Many believe local television feels it more than the networks. “The networks have better-capitalized marketers who can weather some turmoil,” says RBC Capital Markets analyst David Bank, “and they’re much more focused on maintaining brand awareness and mind share” than local advertisers, who may be more keen to boost short-term sales.
But on top of these tales of change and loss comes very astute attempts at foretelling where things might be headed:
Local TV is no longer a cash cow
Baltimore Sun
“There is no doubt about it, local TV stations are facing harder times, and what you’re seeing with the cutbacks and layoffs are media companies reacting to new economic realities,” says Douglas Gomery, media economist at the University of Maryland.

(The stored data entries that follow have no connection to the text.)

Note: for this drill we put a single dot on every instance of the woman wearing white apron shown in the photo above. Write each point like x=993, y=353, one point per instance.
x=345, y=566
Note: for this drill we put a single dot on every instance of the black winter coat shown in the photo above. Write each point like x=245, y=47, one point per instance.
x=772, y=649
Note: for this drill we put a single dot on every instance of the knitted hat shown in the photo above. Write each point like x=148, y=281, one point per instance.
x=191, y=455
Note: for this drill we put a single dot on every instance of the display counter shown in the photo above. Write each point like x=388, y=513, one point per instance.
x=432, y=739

One reality involves the downturn in the general economy, with companies across the board looking to cut costs. The stations have been particularly hard hit as struggling car manufacturers and dealers have curtailed their advertising spending.

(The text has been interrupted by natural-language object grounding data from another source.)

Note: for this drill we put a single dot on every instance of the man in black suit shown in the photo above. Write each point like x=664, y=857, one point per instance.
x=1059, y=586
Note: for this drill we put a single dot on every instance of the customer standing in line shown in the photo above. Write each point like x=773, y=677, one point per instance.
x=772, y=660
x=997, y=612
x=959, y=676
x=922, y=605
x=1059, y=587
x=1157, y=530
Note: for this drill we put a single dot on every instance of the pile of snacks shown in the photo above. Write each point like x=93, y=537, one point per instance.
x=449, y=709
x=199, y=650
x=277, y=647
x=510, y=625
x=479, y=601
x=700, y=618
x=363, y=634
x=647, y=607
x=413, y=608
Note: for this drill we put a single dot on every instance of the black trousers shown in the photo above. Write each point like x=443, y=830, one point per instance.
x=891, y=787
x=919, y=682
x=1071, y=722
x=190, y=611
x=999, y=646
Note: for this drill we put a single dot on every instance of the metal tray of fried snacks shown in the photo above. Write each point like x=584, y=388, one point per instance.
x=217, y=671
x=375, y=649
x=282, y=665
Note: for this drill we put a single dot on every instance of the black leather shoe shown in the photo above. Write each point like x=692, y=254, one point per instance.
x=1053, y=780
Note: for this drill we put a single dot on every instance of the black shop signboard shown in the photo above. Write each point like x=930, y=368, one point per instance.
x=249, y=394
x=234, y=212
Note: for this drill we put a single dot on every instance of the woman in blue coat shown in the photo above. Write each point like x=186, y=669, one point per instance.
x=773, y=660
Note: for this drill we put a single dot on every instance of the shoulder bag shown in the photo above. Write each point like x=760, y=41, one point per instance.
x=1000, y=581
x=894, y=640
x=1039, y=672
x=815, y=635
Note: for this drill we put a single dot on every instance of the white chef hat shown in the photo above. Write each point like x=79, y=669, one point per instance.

Automotive TV advertising fell to $7.6 billion in 2007, a drop of 8.3 percent from the year before, according to research firm TNS Media Intelligence. The decline has been even steeper in the first three months of 2008, according to analysts.
“Car advertising accounts for about 10 percent of TV revenue,” said Bob Papper, media studies professor at Hofstra University and author of the Radio and Television News Directors/Hofstra annual survey of local TV stations. “So, these cuts that you are seeing at stations across the country are in part a reaction to a drop in that revenue.”
And if the downturn continues, so could the layoffs, Papper said.
“NBC laid off at its local stations in December, and CBS is doing it now,” Papper says. I think it’s reasonable to think ABC might be doing it next – spreading out across its stations.”
But there are also “media-specific forces” driving the layoffs, Gomery said. “With a fragmenting of the audience and new strategies to reach customers in new online media, local TV is no longer as automatic a buy.”
“More of the focus in general is toward the Internet, and so more of the money is moving that way,” says Abe Novick, an advertising agency executive at Euro RSCG, a global advertising agency based in New York. “And that’s why the local TV news industry – as well as the newspaper business – is going through these convulsions of cutbacks and layoffs.”
While Papper says he knows layoffs at stations lead to headlines, he begs for a bit of context as to how “dire” things are – or are not – for the local TV news business.
“When I worked at a TV station in Minneapolis, I remember the general manager telling me that the owner demanded a profit margin of 45 percent,” he says. “I guess if you are used to making a 45 percent profit and now you’re only making 20 or 30, it feels like you’re in the poorhouse. But in some businesses that would still be pretty good.”
The answer is there somewhere. It just might be all of the above…plus surviving on smaller margins.